# ONT Operator Validation Framework

## Purpose

An operator that confidently reconciles toward a wrong desired state
is more dangerous than no operator at all. The platform will execute
the wrong intent faithfully, continuously, and at scale. This is the
failure mode that Operator Two named as the most dangerous in the
ONT model and the one the founding document does not address directly.

This document answers three questions that every team authoring an
ONT operator must be able to answer before deploying to production.

How do I know the operator correctly encodes the domain knowledge?

How do I know the operator handles production failure modes safely?

How do I know the operator's reconciliation behavior is testable,
reviewable, and improvable over time without breaking what is
already working?

The answers are a framework, not a checklist. A checklist can be
satisfied by going through the motions. This framework produces
artifacts that a senior engineer who did not write the operator can
read and verify independently.

---

## The Three Verification Properties

Every ONT operator must satisfy three verification properties before
it is considered production-ready. These are not quality guidelines.
They are invariants. An operator that cannot demonstrate all three
should not be deployed to a production domain.

**Property One: Specification Completeness**

The operator has a written specification, authored before any code,
that a senior engineer who did not write the operator can read and
verify against their mental model of the domain. The specification
covers every reconciliation check, every autonomous reconciliation
action, every escalation condition, and every domain-meaningful event
the operator emits. No reconciliation behavior exists in code that
is not in the specification.

**Property Two: Behavior Coverage**

The operator has a test suite that covers every path through the
specification. Not every line of code. Every named behavior. Happy
path, known failure conditions, partial failure, recovery, version
skew, and concurrency. A behavior that is in the specification but
not in the test suite is an untested guarantee. Untested guarantees
are not guarantees.

**Property Three: Domain Verification**

The senior engineer who provided the domain knowledge in the
discovery stage has reviewed the specification and the test suite
and confirmed that both correctly represent their understanding of
the domain. Not the code. Not the YAML. The specification and the
tests. Code is an implementation detail. The specification and the
tests are the contract.

---

## Part One: Writing the Operator Specification

The operator specification is the document that precedes the code.
It is written in plain language. It does not contain Go syntax,
Kubernetes API types, or implementation details. It contains behavior
descriptions that a domain expert can verify without reading code.

---

### Section 1.1: Reconciliation Checks

For each check the operator performs on every reconciliation loop,
the specification must answer four questions.

**What condition does this check evaluate?**

Name the condition in domain terms.
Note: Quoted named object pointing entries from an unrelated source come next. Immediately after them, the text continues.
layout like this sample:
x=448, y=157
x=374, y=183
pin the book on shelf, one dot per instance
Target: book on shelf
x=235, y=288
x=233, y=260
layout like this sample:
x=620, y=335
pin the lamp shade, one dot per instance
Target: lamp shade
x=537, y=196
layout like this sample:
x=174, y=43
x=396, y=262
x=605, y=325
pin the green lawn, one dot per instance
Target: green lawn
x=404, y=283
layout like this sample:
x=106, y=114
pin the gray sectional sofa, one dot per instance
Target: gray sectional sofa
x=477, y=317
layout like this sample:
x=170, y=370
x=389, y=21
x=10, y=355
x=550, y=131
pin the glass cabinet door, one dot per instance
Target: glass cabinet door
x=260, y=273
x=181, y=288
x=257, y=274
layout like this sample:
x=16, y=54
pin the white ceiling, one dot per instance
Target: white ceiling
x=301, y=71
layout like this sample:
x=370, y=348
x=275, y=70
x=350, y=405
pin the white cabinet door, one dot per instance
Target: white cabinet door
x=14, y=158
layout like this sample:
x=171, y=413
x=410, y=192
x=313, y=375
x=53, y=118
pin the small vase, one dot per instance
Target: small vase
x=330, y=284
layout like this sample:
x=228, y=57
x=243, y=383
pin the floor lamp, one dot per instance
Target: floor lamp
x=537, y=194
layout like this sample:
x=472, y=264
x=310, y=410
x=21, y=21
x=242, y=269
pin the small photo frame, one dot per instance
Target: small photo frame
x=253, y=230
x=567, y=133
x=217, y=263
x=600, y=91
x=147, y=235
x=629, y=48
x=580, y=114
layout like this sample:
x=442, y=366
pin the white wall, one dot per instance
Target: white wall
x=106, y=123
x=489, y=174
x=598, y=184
Not "pod health" but "savings
module availability." Not "service endpoint reachability" but "RTGS
rail connectivity." The condition name must be recognizable to the
senior engineer without explanation.

**What does a passing check look like?**

Describe the state of the running system that satisfies this check.
Be specific. If the check is for savings module availability, what
exactly must be true? Which microservices must be running? At what
replica count? With what health signals? Vague descriptions of
passing conditions produce operators that disagree with the senior
engineer about what healthy means.

**What does a failing check look like?**

Describe the state of the running system that fails this check. Use
the same specificity. A check that can fail in multiple distinct
ways must describe each failure mode separately. A payment rail
connectivity check can fail because the endpoint is unreachable,
because the authentication is rejected, or because the rail is
declared inactive in the spec while the integration point is still
live. Each of these is a distinct failure mode with a distinct
domain meaning and a distinct remediation path.
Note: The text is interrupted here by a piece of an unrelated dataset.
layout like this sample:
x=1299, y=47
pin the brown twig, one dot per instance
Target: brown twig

**What does the operator do when this check fails?**

Name the operator's response in plain language. One of three things.
The operator reconciles autonomously: describe what action it takes
and what it expects the running state to look like after the action.
The operator escalates: describe the event it emits and who is
expected to act on it. The operator tolerates: describe the
conditions under which a failing check does not require action and
the tolerance window before it becomes a violation.

---

### Section 1.2: Autonomous Reconciliation Actions

For each action the operator is authorized to take without human
input, the specification must answer five questions.

**What is this action?**

Name it in domain terms. Not "delete and recreate the deployment"
but "restart the savings module microservice group." Not "patch the
ConfigMap" but "update the payment rail integration configuration."

**What condition triggers this action?**

Reference the reconciliation check from Section 1.1 that produces
this trigger. The trigger must be a specific named failure mode, not
a general category of failure.

**What does the operator do exactly?**

Describe the sequence of Kubernetes operations the operator performs.
Be specific enough that a platform engineer who did not write the
operator can verify that the code matches this description.

**What does the operator expect after the action?**

Describe the running state the operator expects to see at the next
reconciliation cycle. If the expected state is not reached, what
does the operator do? Does it retry, escalate, or enter a waiting
state?

**What is the blast radius of this action?**

Name every component of the running system that this action affects.
If the action restarts a microservice group, name the microservices.
If the action updates a configuration, name every process that reads
that configuration. If the blast radius cannot be fully named, the
action is not safe for autonomous execution.

---

### Section 1.3: Escalation Conditions

For each condition the operator escalates rather than resolves
autonomously, the specification must answer three questions.

**What condition triggers escalation?**

Name it specifically. Reference the failure mode from Section 1.1.

**What event does the operator emit?**

Write the exact domain-meaningful description that appears in the
audit sink. The description must answer: what is wrong, where it
is wrong, what was declared, and what was found. A description that
requires a platform engineer to interpret it before understanding
what it means is not domain-meaningful.

**Who is expected to act on this escalation?**

Name the role. Not a person. The role. Domain architect for contract
version mismatches. Compliance officer for regulatory constraint
violations. Platform engineer for infrastructure failures. The
escalation event must carry enough information for the named role
to act without consulting anyone who was not available when the
event fired.

---

### Section 1.4: The Senior Engineer Sign-Off

After the specification is written, the senior engineer who provided
the domain knowledge reviews it against three statements.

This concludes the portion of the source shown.